Other things: End two 30 plus year friendships, Vision changes, skin problems all over, and 60 pound weight gain due to medications for pneumonia, urinary tract infection, continue therapy at four times per week, and more!!! Doctors, doctors and more doctors.


Despite all of this there are some very positive things that I learned or occurred (not in any special order):
  1. My faith in God and sense of His presence grew.

  2. My relationship with my husband grew.

  3. I found out who my "real" friends are.

  4. Ended two friendship.

  5. Nurtured two other friendships.

  6. Found out the true colors of my family.

  7. No more secrets in my family, at least, from my end.

  8. Reconnected with my aunt and her partner...priceless

  9. Received much assistance and support from my church family.

  10. Became a gay rights supporter.

  11. Learn more about medical information.

  12. Became more assertive.

  13. Began to like myself more.

  14. Clearly decided to return to school, hopefully a Doctorate in Clinical Psychology.

  15. Discovered that I really have a heart for the disenfranchised.

  16. Gained a new wardrobe due to weight gain. Husband has rule that I cannot leave the house naked.

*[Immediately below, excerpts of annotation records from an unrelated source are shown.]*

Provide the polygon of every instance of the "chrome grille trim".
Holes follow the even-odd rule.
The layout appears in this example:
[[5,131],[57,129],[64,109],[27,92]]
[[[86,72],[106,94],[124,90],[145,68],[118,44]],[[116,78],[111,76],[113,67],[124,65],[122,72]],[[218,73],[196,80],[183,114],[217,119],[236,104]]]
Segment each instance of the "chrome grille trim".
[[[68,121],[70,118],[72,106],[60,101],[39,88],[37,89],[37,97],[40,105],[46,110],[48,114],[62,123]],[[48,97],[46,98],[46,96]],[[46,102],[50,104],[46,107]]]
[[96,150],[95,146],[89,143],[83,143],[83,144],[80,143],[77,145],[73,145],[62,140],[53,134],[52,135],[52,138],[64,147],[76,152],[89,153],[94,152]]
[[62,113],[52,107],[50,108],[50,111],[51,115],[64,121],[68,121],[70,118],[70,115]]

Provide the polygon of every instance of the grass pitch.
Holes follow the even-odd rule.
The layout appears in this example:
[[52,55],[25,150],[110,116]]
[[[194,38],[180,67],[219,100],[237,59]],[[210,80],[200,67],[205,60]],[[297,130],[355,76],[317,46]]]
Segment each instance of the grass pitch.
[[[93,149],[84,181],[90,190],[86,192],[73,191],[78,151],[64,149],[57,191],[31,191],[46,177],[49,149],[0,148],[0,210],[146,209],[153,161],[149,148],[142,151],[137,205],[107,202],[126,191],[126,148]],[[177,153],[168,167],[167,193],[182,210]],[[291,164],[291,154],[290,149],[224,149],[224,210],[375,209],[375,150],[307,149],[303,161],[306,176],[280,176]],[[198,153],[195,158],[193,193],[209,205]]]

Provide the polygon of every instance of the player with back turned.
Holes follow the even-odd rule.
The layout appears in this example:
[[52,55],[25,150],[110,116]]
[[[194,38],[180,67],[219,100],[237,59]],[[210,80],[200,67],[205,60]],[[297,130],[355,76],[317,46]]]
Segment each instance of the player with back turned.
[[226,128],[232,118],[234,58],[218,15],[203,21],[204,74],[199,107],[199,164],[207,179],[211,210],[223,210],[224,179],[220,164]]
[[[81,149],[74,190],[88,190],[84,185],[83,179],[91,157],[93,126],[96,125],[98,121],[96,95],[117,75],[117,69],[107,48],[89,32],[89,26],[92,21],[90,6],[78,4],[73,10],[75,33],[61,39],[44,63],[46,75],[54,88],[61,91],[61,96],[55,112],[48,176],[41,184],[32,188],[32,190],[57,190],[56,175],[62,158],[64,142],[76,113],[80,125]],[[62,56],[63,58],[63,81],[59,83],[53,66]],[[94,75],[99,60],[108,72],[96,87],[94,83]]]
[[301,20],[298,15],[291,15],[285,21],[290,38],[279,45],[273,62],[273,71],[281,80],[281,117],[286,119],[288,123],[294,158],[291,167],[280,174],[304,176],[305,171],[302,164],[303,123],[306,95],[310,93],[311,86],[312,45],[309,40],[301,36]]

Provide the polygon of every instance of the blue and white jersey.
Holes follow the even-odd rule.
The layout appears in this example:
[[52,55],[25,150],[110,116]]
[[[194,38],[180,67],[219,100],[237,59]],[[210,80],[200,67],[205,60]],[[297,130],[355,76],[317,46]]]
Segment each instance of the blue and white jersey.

  17. Even though it has been tough financially, God has provided abundantly.

  18. Have good doctors and had many opportunities to get to know them better.

  19. Discovered that I really like reading and writing my blogs.

  20. Discovered that I have a great support system on line. Thank you!!

  21. I've learned more about what smelling the coffee is all about!!


Share what you have learned or discovered about yourself this year.

5 comments:

Anonymous said...

CC, it's so nice to hear that you are finding the positives amongst some very hard times! That takes a lot of strength.

Hm, as for what I have learned... Going to treatment has brought out my true friends-- I received unending support from a select few people, and these people taught me that there may be something in me that is worth caring about. I cannot thank them enough for that.

Wishing you well,
NOS

J said...

First off let me saythat I'm proud of you! I read through much of your last year blog entries and you seem to have grown from all the tough experiences instead of shrinking back and that is very admirable! oh and great news on the pursuit of a Doctorate in Clinical Psychology!

J said...

Here's what I learned in 2009:
http://norcalpoet.blogspot.com/2010/01/what-i-learned-in-2009.html

oh and please check out my new blog: http://jreborn.blogspot.com/
Thanks CC!

Hot Rocks said...

2009 doesn't sound like it was very good for you. I really hope that 2010 will be a lot better regarding your health and relationships.

Clueless said...

NOS,
What a good and sad lesson to learn about life...me too this year. It is better knowing.

J,
Thanks for being proud of me and looking at my blog. Oh, I left a message on your blog also. I need to check out your new one. The Psy.D...maybe in a couple of years which mean I will be in my fiftys when I'm on my own, but it has been a twenty year plus dream. I also know that God has plans for me and feel that he would have taken that desire from my heart by now...I really did lay it down on the cross.

Hot Rocks,

Thank you for visiting me here and for the wishes for a better 2010. This blog is a bit different than the other one!!! I have many sides.